Poststreptococcal Glomerulonephritis (PSGN): This is a common cause of nephritic syndrome in children, characterized by hematuria, proteinuria, and often follows a streptococcal infection. The age of the patient and the presence of 200 rbc/uL and protein 3g/L in the urine test support this diagnosis.

IgA Nephropathy: Also known as Berger's disease, it is a common cause of recurrent hematuria in children and can present with proteinuria. It often follows a viral infection.
Minimal Change Disease: Although it primarily presents with nephrotic syndrome (heavy proteinuria), some cases can have hematuria, making it a consideration in this scenario.
Alport Syndrome: A genetic disorder affecting the type IV collagen in the glomerular basement membrane, leading to hematuria and progressive kidney disease. However, it typically presents with sensorineural hearing loss and eye abnormalities.

Henoch-Schönlein Purpura (HSP): A systemic vasculitis that can cause renal involvement, presenting with hematuria and proteinuria, along with the classic triad of purpura, joint pain, and abdominal pain. Missing this diagnosis could lead to delayed treatment and potential long-term renal damage.
Goodpasture Syndrome: An autoimmune disease causing glomerulonephritis and pulmonary hemorrhage. It is rare in children but can be life-threatening if not recognized and treated promptly.

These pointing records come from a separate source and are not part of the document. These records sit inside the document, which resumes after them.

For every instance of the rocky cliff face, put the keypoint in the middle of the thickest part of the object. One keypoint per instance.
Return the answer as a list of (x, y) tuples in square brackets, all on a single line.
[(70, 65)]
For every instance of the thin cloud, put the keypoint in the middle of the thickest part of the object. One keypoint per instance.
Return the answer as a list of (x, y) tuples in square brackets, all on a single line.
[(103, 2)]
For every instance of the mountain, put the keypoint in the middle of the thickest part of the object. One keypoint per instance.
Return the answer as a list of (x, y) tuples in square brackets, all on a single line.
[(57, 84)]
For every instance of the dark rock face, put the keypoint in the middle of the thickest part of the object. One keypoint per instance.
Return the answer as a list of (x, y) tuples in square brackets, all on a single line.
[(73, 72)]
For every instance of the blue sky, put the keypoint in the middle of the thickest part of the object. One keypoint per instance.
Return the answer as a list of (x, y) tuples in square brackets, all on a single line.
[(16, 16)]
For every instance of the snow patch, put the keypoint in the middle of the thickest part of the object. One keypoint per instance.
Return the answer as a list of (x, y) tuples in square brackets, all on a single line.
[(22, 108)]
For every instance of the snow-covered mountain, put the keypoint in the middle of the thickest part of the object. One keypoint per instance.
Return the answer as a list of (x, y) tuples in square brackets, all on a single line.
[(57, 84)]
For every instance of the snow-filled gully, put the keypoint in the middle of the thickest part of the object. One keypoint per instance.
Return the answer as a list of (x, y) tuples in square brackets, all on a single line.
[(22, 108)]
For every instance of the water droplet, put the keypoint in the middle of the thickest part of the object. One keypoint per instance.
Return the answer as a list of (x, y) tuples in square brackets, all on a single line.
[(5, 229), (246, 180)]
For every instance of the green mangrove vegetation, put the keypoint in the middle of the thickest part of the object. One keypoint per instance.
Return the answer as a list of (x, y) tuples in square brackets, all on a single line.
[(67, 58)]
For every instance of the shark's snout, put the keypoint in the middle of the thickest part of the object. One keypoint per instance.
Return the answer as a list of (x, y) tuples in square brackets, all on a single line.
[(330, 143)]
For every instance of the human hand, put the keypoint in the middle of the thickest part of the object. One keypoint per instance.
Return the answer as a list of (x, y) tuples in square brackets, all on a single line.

Membranoproliferative Glomerulonephritis (MPGN): A group of diseases characterized by changes in the glomeruli, leading to hematuria and proteinuria. It is less common in children and often associated with chronic infections or autoimmune diseases.
Nephrotic syndrome due to other causes: Such as focal segmental glomerulosclerosis (FSGS), membranous nephropathy, or congenital nephrotic syndrome, which are less likely given the age and presentation but should be considered if initial diagnoses are ruled out.